On the evening of my last day in Tirana, I was able to spend an hour with Ismail Kadare, the country’s most outstanding writer, and asked him questions about the movement against schematic and formulaic depiction of social life in novels and plays. He said that the main difficulty with this type of writing is that it allows an artist to pretend to be progressive and forward-looking while he is obscuring and covering-up the nature of social conflicts in their society. One must observe life keenly and convey one’s impressions to the public in an elegant and realistic style. Kadare felt that the level of writing would not improve if readers did not express their dissatisfaction with the novels and poems being produced.
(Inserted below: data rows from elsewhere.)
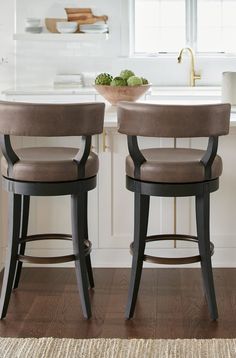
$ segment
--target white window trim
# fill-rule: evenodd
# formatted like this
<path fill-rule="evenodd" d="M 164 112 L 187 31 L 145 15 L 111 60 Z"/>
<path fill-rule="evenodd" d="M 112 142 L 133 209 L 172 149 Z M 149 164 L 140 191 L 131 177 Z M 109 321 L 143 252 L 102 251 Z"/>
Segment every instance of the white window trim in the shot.
<path fill-rule="evenodd" d="M 227 52 L 197 52 L 197 0 L 186 1 L 186 46 L 190 46 L 198 58 L 215 58 L 215 59 L 235 59 L 236 53 Z M 135 0 L 122 0 L 123 9 L 126 6 L 128 17 L 128 36 L 121 36 L 121 41 L 126 43 L 126 53 L 121 56 L 129 58 L 176 58 L 178 52 L 157 52 L 157 53 L 137 53 L 135 52 Z M 127 6 L 128 5 L 128 6 Z M 195 10 L 194 10 L 195 9 Z M 122 21 L 125 27 L 125 21 Z"/>
<path fill-rule="evenodd" d="M 135 19 L 134 19 L 134 14 L 135 14 L 135 0 L 129 0 L 129 24 L 130 24 L 130 29 L 129 29 L 129 53 L 131 56 L 135 56 L 135 49 L 134 49 L 134 44 L 135 44 Z"/>
<path fill-rule="evenodd" d="M 186 46 L 196 50 L 197 46 L 197 1 L 185 0 L 186 5 Z"/>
Since everybody can buy and read books, writers have to meet people’s expectations by raising the quality of their work. If writers do not analyse and delineate properly the nature of tensions in Albanian culture, they are not very effective as artists.

In the evening I had a formal dinner with the head of the Albanian Committee for Friendship and was touched by his hospitality, gracefulness and courtesy. He reminded me again that I should judge his country’s achievements in economy and culture in relation to its poverty and backwardness in 1944. Some visitors comment unfavorably on the absence of cars and skyscrapers, I remarked, because they do not approve of the abolition of the private ownership of the means of production; they wish that there were exploitation and inequality in the country. It would be perverse to say that the country was poor because it did not have big cars and flashy nightclubs. I pointed out that the country’s greatest distinction is that it has done away with poverty and ignorance, it has freed its people from exploitation and private property, it has overcome unemployment and inflation, and it has made education and cultural opportunities available to everybody; it has reduced the gap between rural and urban areas, it has cut the differential of salaries in jobs, it has banished religion and nurtured scientific and democratic ideas, and it has defended itself against foreign plots and attacks.

The day I was flying out, I paid a quick visit to the Institute for Creative Arts and discussed how they taught acting and stage design. I spoke to my hosts and thanked them profusely for their impeccable hospitality. I told them that I felt disappointed that I could stay there only for eleven days; I expressed my hope that I would return to their country in the near future and learn more about its social and cultural progress.

Lord Byron was one of the first poets to travel to Albania and to applaud the freedom-loving spirit of its people. Albania has realized its dream of freedom, a dream that Byron had cherished and expressed through his poetry. I conclude my diary with Lord Byron’s homage:

Land of Albania! where Iskander rose,
Theme of the young, and beacon of the wise,
And he his namesake, whose oft-baffled foes
Shrunk from his deeds of chivalrous emprize:
Land of Albania! let me bend mine eyes
On thee, thou rugged nurse of savage men!
The cross descends, thy minarets arise,
And the pale crescent sparkles in the glen,
Through many a cypress grove within each city’s ken.